Why do people hate Lord Love-a-Duck? Here are a few suggestions:

Hypocrisy
Leunig has an agenda, as you would expect of an editorial cartoonist, but he pretends he doesn't. He claims to be against universal evils called 'war' and 'fascism', but he's never done a cartoon about Ba'ath torture cells or Palestinian suicide bombers or Jihadi head-hackers. On the contrary, he's only too happy to publish nonsensical cartoons excusing Sheik Yassin as a 'poor defenceless old man in a wheelchair'. Compare him to Peter Nicholson or John Spooner, who both have back-catalogues of strong cartoons on these subjects.

Cant
As in 'religious humbug'. Leunig loves to drag God in. He is, for that matter, the only star in the Age stable who would dare do this, and moreover not be mocked for doing so. According to Brother Michael, we were supposed to love and forgive Osama bin Laden. I might take this appeal a little more seriously if it were not apparent that Leunig hates John Howard and George Bush with a venom that clearly goes well beyond the good Christian's righteous anger against wickedness. This gentle, loving man of God can obviously imagine no fiery pit sufficiently deep or sulphurous to receive the souls of Howard and Bush.

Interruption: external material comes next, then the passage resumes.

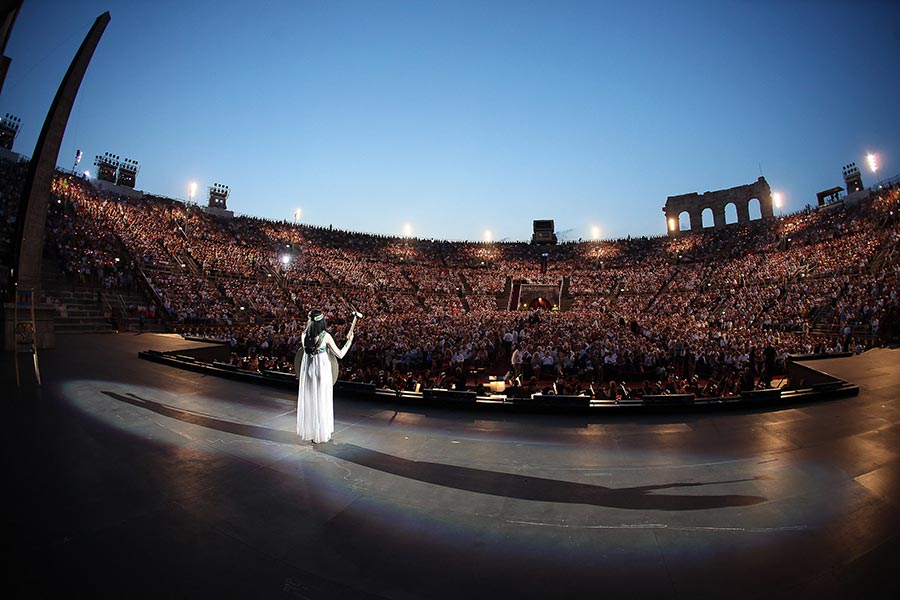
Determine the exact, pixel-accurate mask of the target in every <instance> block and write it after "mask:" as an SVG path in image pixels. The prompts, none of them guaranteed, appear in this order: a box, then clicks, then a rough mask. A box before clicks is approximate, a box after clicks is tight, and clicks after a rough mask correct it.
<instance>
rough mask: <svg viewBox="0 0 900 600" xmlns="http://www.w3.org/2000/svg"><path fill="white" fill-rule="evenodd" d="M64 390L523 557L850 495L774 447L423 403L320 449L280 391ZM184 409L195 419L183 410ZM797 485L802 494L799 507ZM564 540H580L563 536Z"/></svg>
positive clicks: (749, 532) (750, 526)
mask: <svg viewBox="0 0 900 600" xmlns="http://www.w3.org/2000/svg"><path fill="white" fill-rule="evenodd" d="M63 396H64V397H65V398H66V399H67V401H68V402H69V403H71V405H72V406H74V407H76V408H78V409H79V410H80V411H81V412H83V413H84V414H85V415H87V416H89V417H91V418H93V419H96V420H98V421H99V422H102V423H104V424H105V425H107V426H109V427H112V428H116V429H118V430H121V431H123V432H127V433H128V434H130V435H133V436H134V437H135V438H138V439H141V440H144V441H146V442H152V443H155V444H163V445H169V446H174V447H179V446H193V447H198V448H201V449H202V450H204V451H205V452H209V453H218V454H223V455H227V456H232V457H234V458H236V459H240V460H244V461H249V462H252V463H254V464H257V465H259V466H260V467H262V468H266V469H271V470H274V471H276V472H278V473H280V474H283V475H284V476H286V477H292V478H298V479H302V480H303V481H304V482H306V485H307V487H308V490H309V492H310V493H312V494H314V495H315V496H316V497H317V499H318V500H319V501H321V502H323V503H324V505H325V506H327V507H328V509H327V510H326V511H325V512H326V513H327V512H328V511H329V510H331V511H334V512H340V511H345V510H353V511H357V512H359V514H360V515H361V516H362V518H364V519H365V520H366V521H367V522H368V523H369V526H370V527H372V528H373V529H375V530H376V531H377V530H378V529H379V528H386V529H387V528H389V529H390V530H391V534H392V535H396V532H397V530H398V528H400V529H401V530H407V531H408V532H409V534H410V535H413V534H418V533H421V532H422V531H427V532H429V535H431V536H434V535H435V533H436V532H440V534H439V535H438V536H437V539H438V540H439V541H440V543H443V544H450V545H453V546H456V545H460V546H465V544H468V543H471V539H473V538H483V539H485V540H492V543H502V544H503V545H504V547H507V546H508V547H509V548H510V549H516V551H517V552H523V553H525V554H529V555H530V554H532V553H533V552H534V550H533V547H534V539H535V536H537V537H539V538H540V539H541V544H548V543H549V544H551V545H555V546H556V548H555V550H554V552H552V553H548V555H551V554H552V556H553V557H554V558H553V560H558V561H565V560H567V559H568V558H570V557H571V552H575V551H576V550H574V549H575V548H578V549H579V550H578V552H582V553H583V552H595V551H596V552H601V551H602V548H601V546H602V544H601V545H600V546H598V545H596V543H595V542H598V541H599V540H601V539H602V536H603V535H604V532H609V531H610V530H615V531H617V532H618V533H619V537H618V538H617V540H618V544H620V545H621V544H624V550H622V551H623V552H625V553H626V554H627V553H628V552H632V551H633V552H642V551H646V552H656V551H657V548H656V540H655V539H654V536H653V535H648V533H652V532H654V531H661V530H669V531H680V532H684V533H685V535H684V536H681V537H680V538H678V539H679V542H678V543H679V544H684V545H685V548H688V547H689V548H691V552H692V553H696V552H697V551H698V547H697V539H698V538H697V537H696V536H697V535H702V536H703V537H702V539H703V545H702V547H704V548H705V549H706V551H708V552H717V551H721V550H722V549H724V548H728V547H730V546H732V545H734V544H735V543H739V544H741V545H757V544H768V543H780V542H781V541H783V538H784V536H797V535H803V534H804V532H808V531H810V530H813V529H815V528H817V527H819V526H821V525H822V524H823V523H826V522H828V520H829V519H833V518H836V517H837V516H839V515H840V514H842V511H843V510H844V507H845V504H846V503H848V502H849V501H850V498H841V497H840V492H836V493H835V495H832V496H831V497H828V498H825V497H823V496H822V494H821V493H820V490H821V489H822V488H823V486H825V487H827V486H828V484H829V481H831V480H833V481H835V482H838V481H840V480H841V478H840V476H839V474H837V473H832V472H829V471H828V470H827V469H824V468H822V467H820V466H818V465H810V464H787V463H786V461H783V460H781V459H780V458H779V457H777V456H759V457H749V458H740V459H735V458H731V457H715V456H697V455H688V454H671V453H669V454H665V455H663V454H660V453H656V452H650V451H645V450H636V449H627V448H613V447H604V448H603V449H602V452H598V451H597V450H596V449H595V448H591V447H589V446H586V445H585V444H584V443H572V444H568V443H559V442H545V443H541V442H540V441H537V440H535V439H529V437H528V436H527V435H526V436H523V437H520V438H516V437H513V436H507V437H505V438H501V439H499V440H498V439H497V437H496V436H494V435H492V434H493V433H495V432H494V431H493V428H491V427H483V426H481V427H473V428H472V430H471V431H468V432H467V433H466V434H465V435H460V432H458V431H456V432H454V431H442V430H441V429H437V428H432V427H429V425H430V424H431V423H430V421H429V419H428V418H427V417H424V416H421V415H405V416H406V417H409V418H400V419H396V418H393V419H391V418H390V417H392V416H396V415H395V414H393V415H392V414H386V413H385V412H384V411H382V412H381V413H378V414H373V415H372V416H371V417H370V418H362V419H357V420H355V421H348V422H344V421H341V420H338V421H336V430H337V434H336V440H337V444H335V445H334V446H335V448H336V449H332V450H329V449H317V448H316V447H314V446H312V445H310V444H309V443H306V442H301V441H299V440H297V439H296V438H295V436H294V435H293V428H294V422H295V421H294V419H295V417H294V411H293V410H292V408H291V406H290V403H289V402H284V403H283V406H280V407H279V406H277V405H276V406H271V405H270V406H262V405H260V406H254V407H250V406H247V405H246V404H243V405H236V404H234V403H231V402H229V401H227V400H222V399H220V398H211V397H203V396H199V395H183V394H174V393H171V392H169V391H166V390H164V389H159V388H153V387H146V386H137V385H130V384H122V383H118V382H112V381H99V380H78V381H71V382H68V383H66V384H64V385H63ZM117 398H120V399H130V400H129V402H131V401H132V400H133V402H134V404H132V403H129V402H124V401H121V400H119V399H117ZM142 401H148V402H151V403H153V405H154V406H157V405H158V406H157V408H156V409H155V410H150V409H148V408H146V407H144V406H141V405H140V403H141V402H142ZM159 407H163V408H164V409H165V410H169V409H171V414H166V413H165V412H163V413H162V414H161V412H159V411H160V410H163V409H162V408H159ZM194 417H196V419H197V422H188V421H189V420H190V419H191V418H194ZM198 423H199V424H198ZM203 423H216V424H218V425H216V426H214V427H210V426H205V425H204V424H203ZM482 425H483V424H482ZM628 427H632V426H631V425H629V426H628ZM247 432H249V433H247ZM353 449H358V450H359V452H361V453H369V454H373V455H378V456H379V457H386V458H385V459H384V460H388V461H390V462H391V463H392V464H393V463H398V464H399V465H400V466H399V467H397V468H398V469H408V468H410V465H412V467H416V466H418V465H419V464H421V463H420V461H421V462H427V463H428V464H433V465H435V466H441V465H446V466H449V467H451V468H456V469H458V470H462V472H461V475H460V476H461V477H463V478H466V477H468V476H469V475H470V474H471V473H470V471H471V472H475V471H477V473H478V475H482V474H483V473H484V472H486V471H487V472H493V473H494V474H495V475H496V477H497V478H499V479H504V478H506V479H505V480H504V483H503V485H504V486H513V487H514V486H516V485H519V484H521V483H522V482H523V481H524V483H528V481H532V480H539V483H540V482H543V483H544V484H545V485H546V482H547V481H548V480H549V481H553V482H557V483H559V484H560V485H562V486H566V485H574V486H579V487H578V488H577V489H579V490H584V489H586V488H587V489H588V491H590V488H591V487H592V486H595V487H600V486H602V487H600V489H612V490H619V489H631V488H637V487H647V486H656V485H658V486H661V487H663V488H669V487H671V486H672V485H677V486H684V487H682V488H679V489H678V490H677V492H676V493H677V495H678V496H677V497H678V498H683V497H688V498H687V499H688V500H690V497H691V496H693V497H695V498H696V499H698V500H699V499H702V498H705V497H708V496H710V495H712V496H715V497H719V496H721V497H728V498H731V497H739V498H758V499H760V500H759V501H754V502H753V503H747V504H745V505H735V506H720V507H714V508H708V509H706V510H689V511H679V510H662V509H640V510H630V509H628V508H627V507H621V506H597V505H590V504H588V503H578V502H574V503H558V502H546V501H534V500H531V499H528V498H523V497H516V496H515V494H513V495H504V494H503V493H481V492H478V491H472V488H466V487H464V486H462V487H461V486H457V485H440V484H436V483H434V482H433V481H428V480H427V479H419V480H416V479H415V478H409V477H404V476H398V475H397V474H395V473H391V472H388V470H384V469H378V468H370V467H369V466H367V465H366V464H365V463H354V462H353V461H352V460H345V459H344V458H342V453H343V455H345V456H348V454H347V453H348V452H351V451H352V450H353ZM413 463H414V464H413ZM452 474H453V476H457V475H459V473H458V472H457V471H453V473H452ZM672 482H680V483H678V484H673V483H672ZM489 484H490V478H489V479H488V485H489ZM690 486H696V487H690ZM520 487H521V486H520ZM563 489H568V488H563ZM667 493H672V492H671V490H670V489H668V490H667V489H661V490H660V491H659V492H657V491H650V492H645V493H644V494H643V496H641V498H645V499H646V498H647V497H648V496H649V497H650V499H651V500H652V499H657V498H659V495H663V494H667ZM798 497H802V502H801V503H800V504H801V505H802V506H804V509H803V510H802V511H800V512H798V510H797V508H796V506H797V504H798V503H797V502H796V500H797V498H798ZM473 507H474V508H473ZM561 532H563V535H561ZM709 534H714V535H713V537H710V535H709ZM573 538H577V539H580V540H582V541H583V542H584V543H580V544H574V545H573V544H572V540H573ZM548 560H549V559H548Z"/></svg>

Finally, in my longest post ever (may I find a worthier subject next time) a word on Leunig's Pacifism. George Orwell identified two different kinds of pacifists: the honest ones, who realised and acknowledged that pacifism may mean submitting yourself to destruction at the hands of an enemy who does not share your scruples, and the frauds, who preached pacifism, but were always careful to do so within the borders of a country with a strong standing army, and a firm policy of self-preservation. Leunig obviously fits into the second category, but one suspects that, while an honest fraud always knows somewhere deep inside himself that he is a fraud, Leunig has for so long lived such a sheltered, unchallenged life that he genuinely does not make that connection. That most of the people who live quiet lives in peaceful, prosperous countries are able to do so only because somewhere down the line, "rough men stand ready to do violence in their behalf". Why, he wonders, can't the whole world just be like his Peaceable Kingdom, where the ibis lies down with the grasshopper? If he really wants an answer, he might start by asking the people who used to own his paddock.